11. (1) Dans le cas où l'évaluation environnementale d'un projet est obligatoire, l'autorité fédérale visée à l'article 5 veille à ce que l'évaluation environnementale soit effectuée le plus tôt possible au stade de la planification du projet, avant la prise d'une décision irrévocable, et est appelée, dans la présente loi, l'autorité responsable de ce projet.

[47]Cela ne veut pas dire que la fin des travaux de la Commission conjointe signifie la fin de l'ensemble des activités d'examen environnemental pour le Projet du lac McClean. Les questions environnementales doivent être examinées relativement à chaque licence délivrée en application du Règlement sur les mines d'uranium et de thorium et du règlement qui le remplace, soit le Règlement sur les mines et les usines de concentration d'uranium. Qui plus est, le processus d'examen préalable et d'évaluation environnementale prévu par la LCEE pourra être déclenché plus tard si le paragraphe 74(3) de cette Loi s'applique. Tel serait le cas, notamment, si une proposition ayant pour but d'entreprendre une activité liée au Projet du lac McClean qui n'était pas visée par le mandat de la Commission conjointe était présentée (comme l'augmentation de la production proposée que la Commission de sûreté a autorisée en 2001, mais que la Commission conjointe mise sur pied en vertu du Décret n'avait pas examinée).

[48]L'ICUCEC craint qu'en raison d'une interprétation trop restrictive du paragraphe 74(1) de la LCEE, il n'y ait pas de nouvelle évaluation environnementale lorsque le Projet du lac McClean sera finalement déclassé dans plusieurs années. Cette crainte est purement hypothétique à ce stade-ci. La question de savoir si une nouvelle évaluation environnementale sera nécessaire aux fins de la délivrance d'une licence de déclassement dépendra des circonstances qui existeront à ce moment-là et de la proposition qui sera présentée à la Commission de sûreté dans la demande de licence de cette nature.

[49]L'ICUCEC a également soutenu que le paragraphe 74(1) de la LCEE ne s'applique pas, parce que l'actuel Projet du lac McClean n'est pas la même «proposition» que celle que la Commission conjointe a étudiée en vertu du Décret. L'ICUCEC souligne plusieurs modifications apportées au Projet depuis 1993, dont une modification du promoteur et du propriétaire majoritaire, des changements touchant la conception, la découverte de nouvelles menaces pour l'environnement découlant de l'arsenic, l'existence d'une étude scientifique indiquant que des contaminants radioactifs peuvent migrer sur de longues distances dans la nappe d'eau souterraine plus rapidement que ce qui était cru à l'origine, l'adoption d'un nouveau régime de réglementation concernant les critères relatifs à la qualité de l'eau en ce qui a trait à l'arsenic et l'ajout des radionucléides provenant des usines de concentration d'uranium à la Liste des substances toxiques qui figure à l'annexe I de la Loi canadienne sur la protection de l'environnement (1999), L.C. 1999, ch. 33. À mon avis, aucun de ces changements n'a pour effet de transformer le Projet du lac McClean en nouvelle proposition. La Commission conjointe a reconnu que des changements scientifiques et technologiques surviendraient pendant la durée du Projet et qu'il appartiendrait à la Commission de contrôle d'évaluer les effets de ces changements dans le contexte de ses responsabilités en matière d'octroi de licences.

[50]L'ICUCEC se fonde sur l'avis honnête de ses membres en ce qui concerne les effets néfastes de l'extraction minière de l'uranium.
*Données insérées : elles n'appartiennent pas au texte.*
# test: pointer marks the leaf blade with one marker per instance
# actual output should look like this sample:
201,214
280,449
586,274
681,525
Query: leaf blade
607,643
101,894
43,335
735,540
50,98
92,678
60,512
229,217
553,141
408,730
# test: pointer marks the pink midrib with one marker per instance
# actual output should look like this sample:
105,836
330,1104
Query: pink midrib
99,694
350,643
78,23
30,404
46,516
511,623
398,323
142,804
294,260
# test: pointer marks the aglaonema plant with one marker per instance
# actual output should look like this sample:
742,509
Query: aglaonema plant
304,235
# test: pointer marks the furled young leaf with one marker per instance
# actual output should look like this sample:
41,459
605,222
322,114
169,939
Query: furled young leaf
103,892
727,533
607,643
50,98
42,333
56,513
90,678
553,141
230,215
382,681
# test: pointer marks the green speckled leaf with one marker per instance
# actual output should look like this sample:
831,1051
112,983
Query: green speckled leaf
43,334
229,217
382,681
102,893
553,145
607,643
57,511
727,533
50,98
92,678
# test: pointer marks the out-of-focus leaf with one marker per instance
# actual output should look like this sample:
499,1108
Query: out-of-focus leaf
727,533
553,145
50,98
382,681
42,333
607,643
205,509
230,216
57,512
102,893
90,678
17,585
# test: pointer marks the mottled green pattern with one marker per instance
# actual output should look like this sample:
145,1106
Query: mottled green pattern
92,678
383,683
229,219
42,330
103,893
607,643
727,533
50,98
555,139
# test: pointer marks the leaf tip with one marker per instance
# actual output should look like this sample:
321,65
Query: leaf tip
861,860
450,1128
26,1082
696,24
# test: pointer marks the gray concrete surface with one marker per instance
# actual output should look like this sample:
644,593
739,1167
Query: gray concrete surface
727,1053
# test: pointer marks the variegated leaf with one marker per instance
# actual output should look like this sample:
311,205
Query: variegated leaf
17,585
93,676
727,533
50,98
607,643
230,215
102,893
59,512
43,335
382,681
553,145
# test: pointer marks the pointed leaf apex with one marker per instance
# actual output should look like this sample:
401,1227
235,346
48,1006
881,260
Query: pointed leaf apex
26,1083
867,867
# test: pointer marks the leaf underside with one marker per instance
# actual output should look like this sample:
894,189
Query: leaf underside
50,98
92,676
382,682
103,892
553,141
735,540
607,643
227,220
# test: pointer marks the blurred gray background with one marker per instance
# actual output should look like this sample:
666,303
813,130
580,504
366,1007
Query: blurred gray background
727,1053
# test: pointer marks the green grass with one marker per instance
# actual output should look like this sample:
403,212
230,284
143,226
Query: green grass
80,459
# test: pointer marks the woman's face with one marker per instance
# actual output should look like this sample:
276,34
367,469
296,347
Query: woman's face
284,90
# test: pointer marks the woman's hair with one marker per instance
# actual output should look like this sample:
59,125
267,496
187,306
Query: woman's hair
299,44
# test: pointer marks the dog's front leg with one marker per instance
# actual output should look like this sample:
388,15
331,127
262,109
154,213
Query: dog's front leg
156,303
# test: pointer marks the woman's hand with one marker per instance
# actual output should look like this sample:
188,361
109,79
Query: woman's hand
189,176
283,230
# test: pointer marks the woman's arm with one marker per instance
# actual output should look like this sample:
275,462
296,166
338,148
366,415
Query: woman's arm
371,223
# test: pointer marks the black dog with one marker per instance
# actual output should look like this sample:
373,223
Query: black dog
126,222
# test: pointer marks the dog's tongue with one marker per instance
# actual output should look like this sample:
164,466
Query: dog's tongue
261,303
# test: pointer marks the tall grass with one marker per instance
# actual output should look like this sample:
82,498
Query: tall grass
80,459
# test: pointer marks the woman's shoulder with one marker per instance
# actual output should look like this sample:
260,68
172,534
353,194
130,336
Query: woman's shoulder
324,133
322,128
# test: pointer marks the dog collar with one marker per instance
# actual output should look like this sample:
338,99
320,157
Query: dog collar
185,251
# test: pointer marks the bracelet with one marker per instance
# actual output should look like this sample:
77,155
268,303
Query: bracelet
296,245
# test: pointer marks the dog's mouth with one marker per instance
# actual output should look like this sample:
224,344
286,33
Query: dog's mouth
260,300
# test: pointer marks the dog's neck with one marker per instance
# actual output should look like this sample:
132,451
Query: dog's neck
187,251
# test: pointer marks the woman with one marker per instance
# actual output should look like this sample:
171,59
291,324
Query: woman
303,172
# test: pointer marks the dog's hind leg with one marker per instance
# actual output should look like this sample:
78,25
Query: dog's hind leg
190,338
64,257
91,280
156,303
Cependant, elle sollicite une nouvelle évaluation environnementale à l'égard d'un projet qui a déjà fait l'objet d'un examen minutieux en vertu du Décret. Le régime législatif de la LCEE n'exige pas un second examen de cette nature.
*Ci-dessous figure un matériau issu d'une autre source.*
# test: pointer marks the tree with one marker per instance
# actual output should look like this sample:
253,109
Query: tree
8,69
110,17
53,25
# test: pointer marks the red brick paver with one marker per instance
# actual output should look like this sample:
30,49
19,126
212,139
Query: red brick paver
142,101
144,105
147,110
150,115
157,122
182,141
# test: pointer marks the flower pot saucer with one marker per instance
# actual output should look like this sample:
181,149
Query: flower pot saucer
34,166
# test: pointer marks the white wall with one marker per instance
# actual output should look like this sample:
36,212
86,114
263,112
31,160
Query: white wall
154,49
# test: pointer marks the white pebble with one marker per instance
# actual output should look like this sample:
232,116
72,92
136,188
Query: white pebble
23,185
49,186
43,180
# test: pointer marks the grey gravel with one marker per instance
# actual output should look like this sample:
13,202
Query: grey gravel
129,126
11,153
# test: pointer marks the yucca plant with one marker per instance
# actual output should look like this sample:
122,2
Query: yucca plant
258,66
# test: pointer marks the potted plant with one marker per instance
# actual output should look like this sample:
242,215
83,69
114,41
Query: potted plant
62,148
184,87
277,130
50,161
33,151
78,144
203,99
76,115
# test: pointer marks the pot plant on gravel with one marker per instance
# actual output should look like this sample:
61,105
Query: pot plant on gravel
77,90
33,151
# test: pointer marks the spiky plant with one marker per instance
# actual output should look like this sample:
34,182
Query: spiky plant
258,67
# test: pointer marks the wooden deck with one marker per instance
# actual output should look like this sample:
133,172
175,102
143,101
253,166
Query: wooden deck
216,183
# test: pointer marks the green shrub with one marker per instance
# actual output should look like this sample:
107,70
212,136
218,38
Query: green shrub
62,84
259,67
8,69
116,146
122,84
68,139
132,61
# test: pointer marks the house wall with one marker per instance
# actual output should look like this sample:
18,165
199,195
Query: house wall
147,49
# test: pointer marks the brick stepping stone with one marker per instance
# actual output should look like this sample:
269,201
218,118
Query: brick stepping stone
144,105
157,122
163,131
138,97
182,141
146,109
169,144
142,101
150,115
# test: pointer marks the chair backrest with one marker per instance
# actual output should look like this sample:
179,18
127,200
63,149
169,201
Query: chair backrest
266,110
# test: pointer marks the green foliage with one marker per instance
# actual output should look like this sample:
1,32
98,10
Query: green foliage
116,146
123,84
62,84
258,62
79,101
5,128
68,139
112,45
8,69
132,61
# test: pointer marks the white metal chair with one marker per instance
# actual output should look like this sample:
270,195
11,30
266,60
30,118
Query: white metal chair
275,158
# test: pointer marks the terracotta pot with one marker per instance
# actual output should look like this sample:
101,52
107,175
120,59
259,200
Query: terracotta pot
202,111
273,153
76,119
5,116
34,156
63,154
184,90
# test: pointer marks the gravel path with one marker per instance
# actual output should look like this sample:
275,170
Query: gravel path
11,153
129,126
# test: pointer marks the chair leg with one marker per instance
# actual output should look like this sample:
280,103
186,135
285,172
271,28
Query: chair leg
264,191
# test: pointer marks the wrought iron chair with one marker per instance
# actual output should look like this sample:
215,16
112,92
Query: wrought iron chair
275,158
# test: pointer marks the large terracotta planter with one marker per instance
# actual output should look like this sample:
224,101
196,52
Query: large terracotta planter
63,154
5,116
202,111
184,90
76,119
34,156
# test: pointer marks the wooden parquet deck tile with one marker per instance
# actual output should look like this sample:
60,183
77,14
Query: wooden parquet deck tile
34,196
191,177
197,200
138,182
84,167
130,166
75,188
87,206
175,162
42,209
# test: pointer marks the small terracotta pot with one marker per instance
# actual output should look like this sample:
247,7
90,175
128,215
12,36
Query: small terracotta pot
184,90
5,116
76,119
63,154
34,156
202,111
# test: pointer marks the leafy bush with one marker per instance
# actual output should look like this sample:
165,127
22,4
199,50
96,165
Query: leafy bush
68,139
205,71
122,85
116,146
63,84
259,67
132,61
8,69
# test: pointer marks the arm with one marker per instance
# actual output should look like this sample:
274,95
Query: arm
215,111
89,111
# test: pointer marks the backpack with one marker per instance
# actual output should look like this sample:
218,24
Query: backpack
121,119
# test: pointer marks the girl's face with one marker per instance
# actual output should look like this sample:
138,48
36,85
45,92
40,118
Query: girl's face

[51]Étant donné que le paragraphe 74(1) de la LCEE permet de trancher les appels déposés en l'espèce ainsi que la demande de contrôle judiciaire, il n'est pas nécessaire d'examiner les autres arguments que les appelantes ont invoqués.

[52]J'accueille les appels, j'infirme l'ordonnance de la Cour fédérale en date du 23 septembre 2002 et je rejette la demande de contrôle judiciaire. Cogema obtient ses dépens devant la Cour d'appel fédérale et la Cour fédérale. Les avocats de la Commission de contrôle ont souligné que celle-ci ne sollicite pas de dépens.

Le juge en chef Richard: Je souscris aux présents motifs.

Le juge Rothstein, J.C.A.: Je souscris aux présents motifs.